Çan sesleri artarken, Sahra huzursuzca kıpırdandı.
Luna: “Belki de eve gitsek iyi olur.”

Tam o sırada, terasın kapısı açıldı ve Kayra’nın annesi Nevra göründü.
Nevra: “Çocuklar, çanlar çalıyor. Aileleriniz meraklanır. Hadi, evlerinize.”

Tam evlere dağılma sırasında, Kayra, Eren’in yakasından tutup yanına sürükledi. Gözbebekleri küçülmüştü; Eren’i çiğ çiğ yiyecek gibiydi.

Kayra: “Eren, gerçekten de Rafael’in dediği o şeyleri dinleyecek misin? O yürek yemiş bir aptal! Bariyerin dışına bu dönemde çıkmak, hele hele silahsız çıkmak, resmen intihar!”

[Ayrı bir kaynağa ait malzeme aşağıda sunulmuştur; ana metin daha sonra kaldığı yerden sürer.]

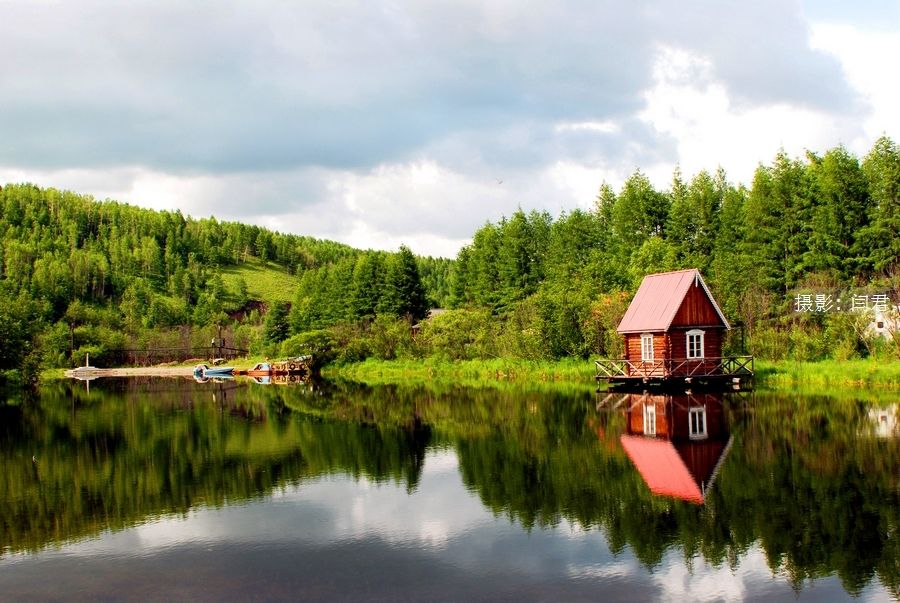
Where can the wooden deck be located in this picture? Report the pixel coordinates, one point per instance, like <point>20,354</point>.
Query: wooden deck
<point>676,370</point>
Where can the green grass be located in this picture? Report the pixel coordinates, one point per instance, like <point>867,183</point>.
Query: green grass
<point>867,373</point>
<point>266,281</point>
<point>496,370</point>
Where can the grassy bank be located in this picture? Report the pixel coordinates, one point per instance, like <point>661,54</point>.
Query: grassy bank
<point>868,373</point>
<point>822,375</point>
<point>386,371</point>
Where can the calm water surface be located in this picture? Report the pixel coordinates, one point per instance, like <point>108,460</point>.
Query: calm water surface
<point>174,490</point>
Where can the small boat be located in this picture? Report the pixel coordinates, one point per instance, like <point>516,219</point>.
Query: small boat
<point>260,369</point>
<point>203,371</point>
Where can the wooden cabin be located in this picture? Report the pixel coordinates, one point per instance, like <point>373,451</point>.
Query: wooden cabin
<point>673,330</point>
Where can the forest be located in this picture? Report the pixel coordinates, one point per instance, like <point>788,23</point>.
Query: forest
<point>80,276</point>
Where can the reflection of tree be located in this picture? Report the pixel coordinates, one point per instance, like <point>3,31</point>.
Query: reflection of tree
<point>105,461</point>
<point>800,481</point>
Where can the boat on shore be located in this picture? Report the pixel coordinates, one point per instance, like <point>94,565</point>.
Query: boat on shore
<point>204,371</point>
<point>297,365</point>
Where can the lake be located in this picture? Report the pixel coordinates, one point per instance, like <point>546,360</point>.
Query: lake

Eren sakindi. Gözlerinde her zaman olan o soğukluk vardı.
Eren: “Silahsız olacağımızı kim söyledi? Belki sizin yok ama benim silahım var. Getirebilirim. Bir canavar avlayıp rapor edersek, Akademi’ye girebiliriz.”

Kayra’nın gözleri fal taşı gibi açılmıştı.
Kayra: “Bu, hayatımıza mal olabilir!”

 

Eren: “Bir yaşayan ölünün kafasına ateş edip rapor edeceğiz. Bu nasıl hayatımıza mal olsun? Rahatla.”

Eren arkasını döndü ve içinde kimsenin onu beklemediği evine doğru yola koyuldu.